On sait que les politiques ont de moins en moins de pouvoir (et parfois c’est aussi bien), qu’ils influent difficilement sur la monnaie, sur la croissance mondiale, sur la courbe du chômage, en fait sur tout ce qui ne dépend pas d’eux comme d’ailleurs sur tout ce qui dépend d’eux. De ce point de vue, le bulletin de vote, même pour l’élection présidentielle, prend un caractère démonétisé, un peu provincial. Surtout en ce moment où les Américains donnent un spectacle à la hauteur duquel on n’est pas sûr de pouvoir grimper, quoiqu’il ne faut pas non plus ne pas prendre les Français pour des guignols, on leur montrera comment on sait déconner, nous aussi.

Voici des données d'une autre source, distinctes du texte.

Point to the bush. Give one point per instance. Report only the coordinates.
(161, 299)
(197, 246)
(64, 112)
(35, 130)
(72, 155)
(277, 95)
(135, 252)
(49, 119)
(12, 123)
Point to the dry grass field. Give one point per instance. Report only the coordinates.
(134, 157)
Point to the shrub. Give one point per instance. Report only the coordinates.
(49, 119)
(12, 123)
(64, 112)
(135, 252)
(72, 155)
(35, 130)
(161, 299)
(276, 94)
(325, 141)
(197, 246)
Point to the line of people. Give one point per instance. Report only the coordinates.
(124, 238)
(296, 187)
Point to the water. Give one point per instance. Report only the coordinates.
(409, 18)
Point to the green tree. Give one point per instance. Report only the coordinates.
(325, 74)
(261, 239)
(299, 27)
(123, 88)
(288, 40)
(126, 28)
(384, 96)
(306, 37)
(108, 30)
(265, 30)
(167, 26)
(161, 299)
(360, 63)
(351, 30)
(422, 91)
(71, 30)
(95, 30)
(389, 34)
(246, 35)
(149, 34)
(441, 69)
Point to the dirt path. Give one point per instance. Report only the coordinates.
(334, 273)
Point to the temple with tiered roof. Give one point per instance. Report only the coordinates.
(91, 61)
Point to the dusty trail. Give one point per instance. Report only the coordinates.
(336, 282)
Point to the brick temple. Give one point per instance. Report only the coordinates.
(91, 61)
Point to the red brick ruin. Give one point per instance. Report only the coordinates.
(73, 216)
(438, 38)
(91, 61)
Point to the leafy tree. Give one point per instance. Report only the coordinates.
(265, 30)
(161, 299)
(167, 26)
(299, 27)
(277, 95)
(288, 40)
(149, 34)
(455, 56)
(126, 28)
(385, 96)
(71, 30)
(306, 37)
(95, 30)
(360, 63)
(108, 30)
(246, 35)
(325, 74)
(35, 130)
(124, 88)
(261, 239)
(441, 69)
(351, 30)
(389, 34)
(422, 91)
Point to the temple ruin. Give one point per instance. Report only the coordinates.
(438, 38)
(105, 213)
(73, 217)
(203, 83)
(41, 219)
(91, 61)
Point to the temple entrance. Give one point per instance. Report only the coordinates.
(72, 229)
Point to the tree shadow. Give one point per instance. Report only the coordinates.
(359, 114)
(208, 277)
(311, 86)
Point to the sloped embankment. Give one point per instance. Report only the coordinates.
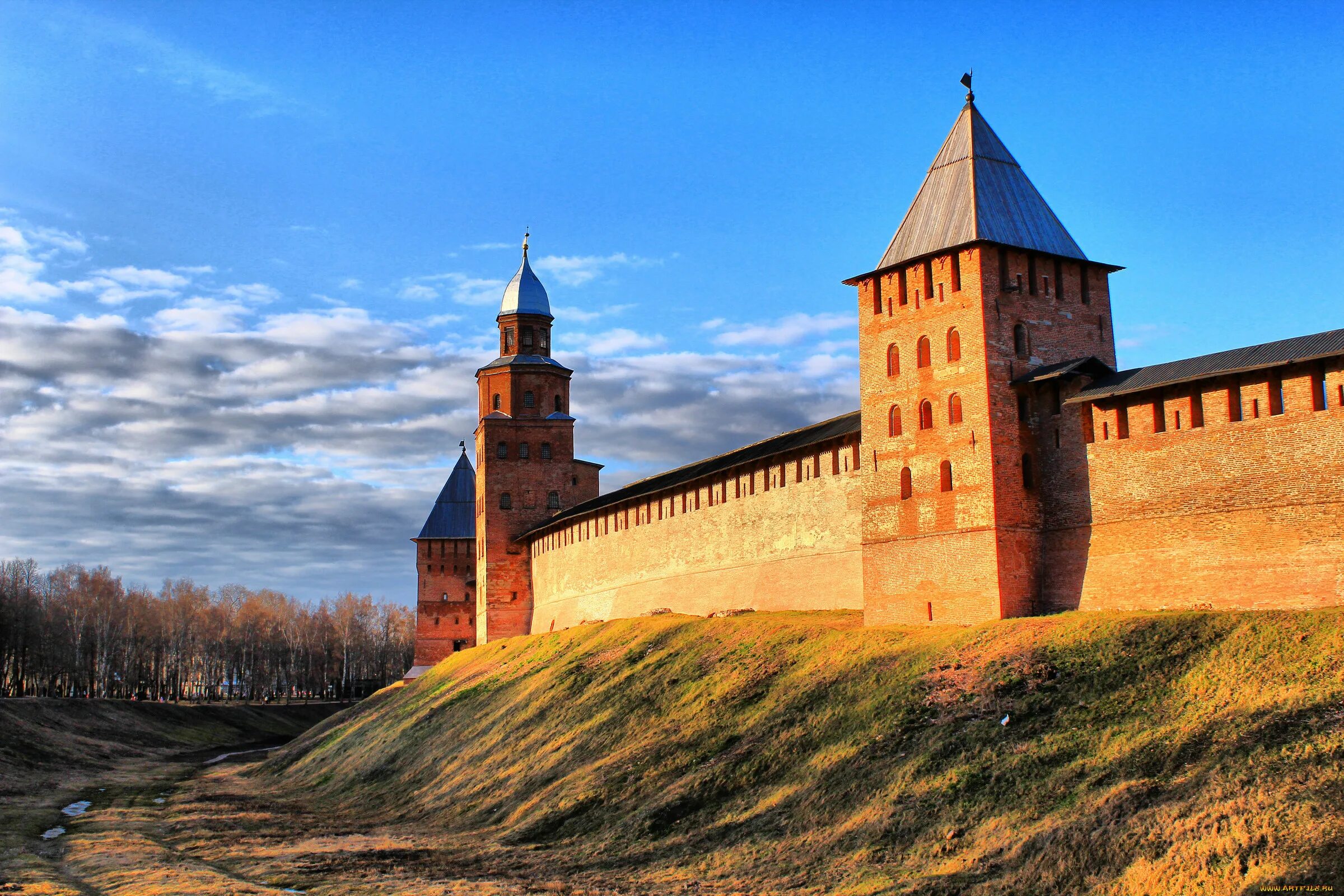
(772, 753)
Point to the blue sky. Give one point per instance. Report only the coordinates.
(253, 249)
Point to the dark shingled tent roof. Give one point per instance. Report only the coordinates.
(455, 511)
(815, 435)
(1238, 361)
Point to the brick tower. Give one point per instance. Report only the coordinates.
(525, 449)
(445, 571)
(978, 323)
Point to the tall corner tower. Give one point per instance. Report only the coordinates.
(445, 571)
(525, 453)
(980, 319)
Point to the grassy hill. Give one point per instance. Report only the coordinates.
(1193, 753)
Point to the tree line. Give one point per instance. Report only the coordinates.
(77, 632)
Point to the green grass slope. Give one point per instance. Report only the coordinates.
(1193, 753)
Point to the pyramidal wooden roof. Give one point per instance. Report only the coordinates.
(976, 191)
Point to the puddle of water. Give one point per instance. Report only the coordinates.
(237, 753)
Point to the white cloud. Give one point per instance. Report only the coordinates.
(577, 270)
(787, 331)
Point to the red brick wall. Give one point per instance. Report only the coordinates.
(973, 553)
(445, 604)
(1229, 515)
(753, 538)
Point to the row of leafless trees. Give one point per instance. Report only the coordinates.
(80, 633)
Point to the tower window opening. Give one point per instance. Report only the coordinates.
(1276, 394)
(922, 352)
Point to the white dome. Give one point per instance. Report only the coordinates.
(525, 295)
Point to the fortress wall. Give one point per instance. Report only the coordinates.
(1230, 515)
(783, 535)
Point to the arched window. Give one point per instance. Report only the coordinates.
(925, 416)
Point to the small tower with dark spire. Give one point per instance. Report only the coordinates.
(525, 452)
(445, 571)
(976, 324)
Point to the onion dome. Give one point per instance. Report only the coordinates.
(525, 295)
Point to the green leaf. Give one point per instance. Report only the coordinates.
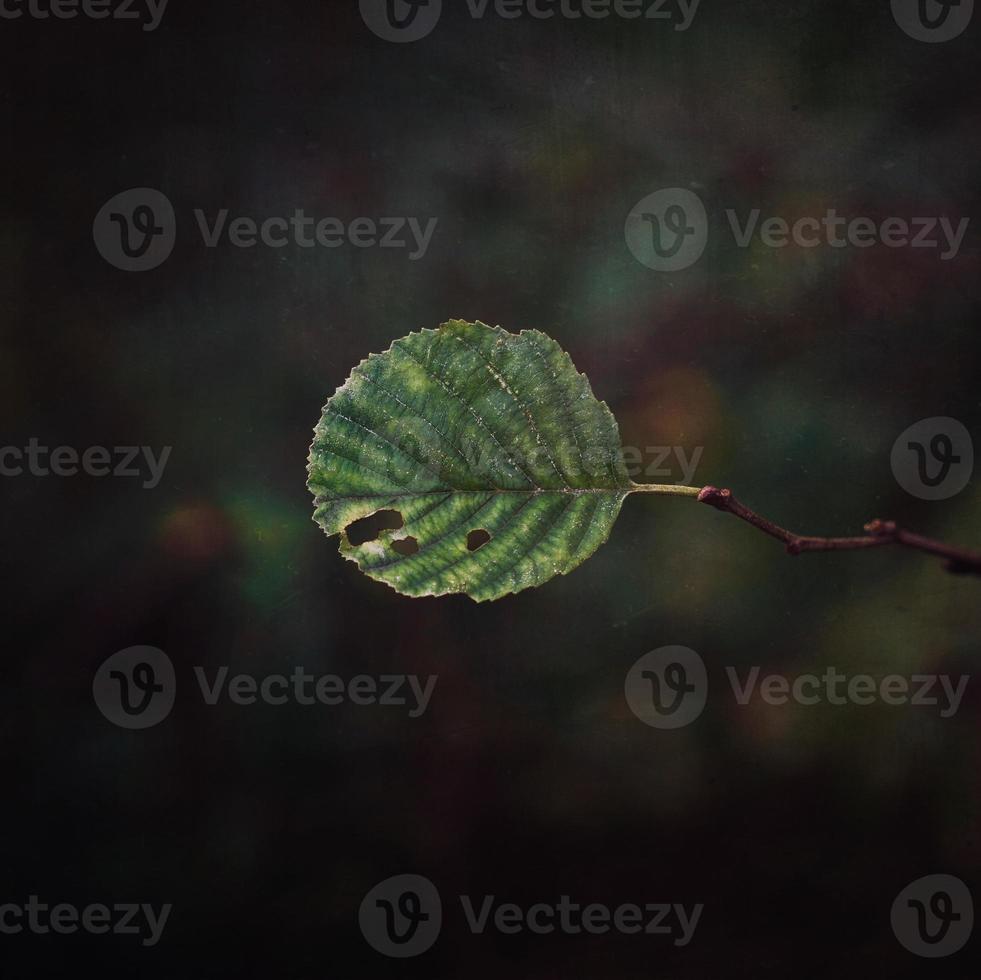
(462, 429)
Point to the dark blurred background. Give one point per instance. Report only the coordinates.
(528, 777)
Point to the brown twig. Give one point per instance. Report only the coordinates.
(960, 561)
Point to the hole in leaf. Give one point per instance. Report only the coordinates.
(477, 539)
(405, 546)
(368, 528)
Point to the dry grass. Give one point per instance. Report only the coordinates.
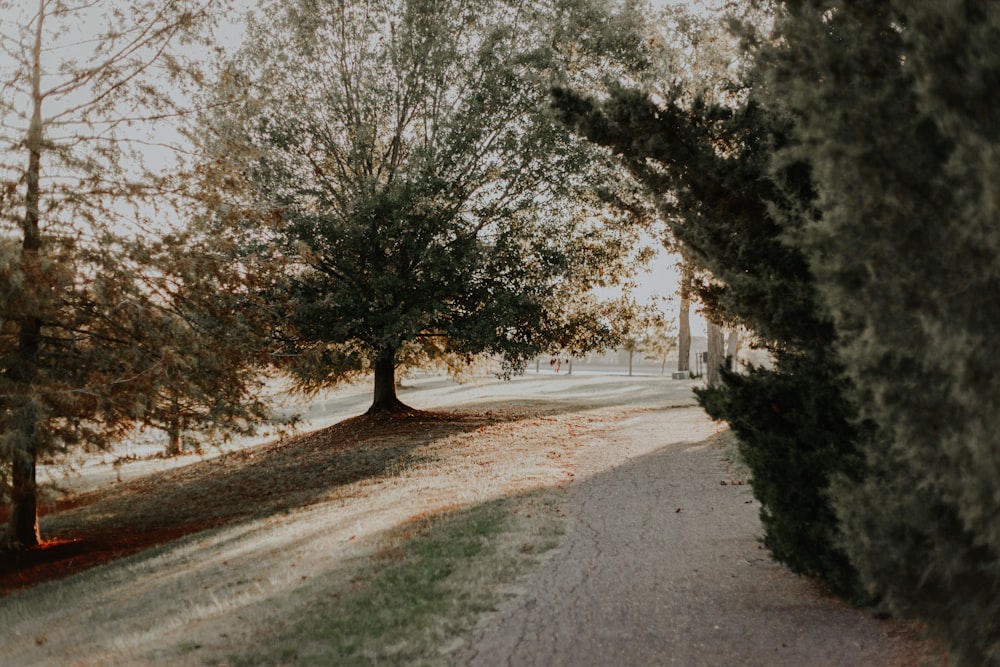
(251, 540)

Déjà, à l’échauffement, on voit ce que peut donner cette cuvée de Nicolas Sarkozy, et Arnaud Montebourg a annoncé qu’il ne voterait pas pour François Hollande comme si c’était sa voix qui allait faire pencher la balance et que tout le monde aspirait à recevoir la magnifique voix d’Arnaud Montebourg et celles de ses fans.
Ah, toutes ces voix, qui saura les entendre ? D’autant qu’on comprend très bien qu’Arnaud Montebourg ne veuille pas voter pour François Hollande qui lui a flanqué une fessée devant tout le monde quand il n’a pas été sage au gouvernement. Il serait bon aussi que les électeurs s’entraînent pour l’élection, ils n’auront droit qu’à deux essais. Il ne faudra pas se louper, même s’ils sont en droit de relativiser en rappelant que le président peut peu (avec des moyens moyens).
Quel électeur, aujourd’hui, pourrait dire comme Martin Luther King : «J’ai fait un rêve» ? «Je n’ai pas fait de cauchemar» semble déjà une ambition au-dessus de nos moyens. Après le grand sommeil, le petit réveil. En plus, avec le processus des primaires et des désistements, ça va être la grande foire aux voix d’occasion, les voix de seconde main, celles que le vaincu monnaie entre les deux tours, les voix de ceux qui n’ont vraiment pas le nez pour monter le bon cheval. Si j’ai bien compris, dans la mesure où pour d’obscures raisons démocratiques le vote est anonyme, le seul moyen de faire savoir à qui veut le savoir pour qui on a voté, c’est de s’abstenir.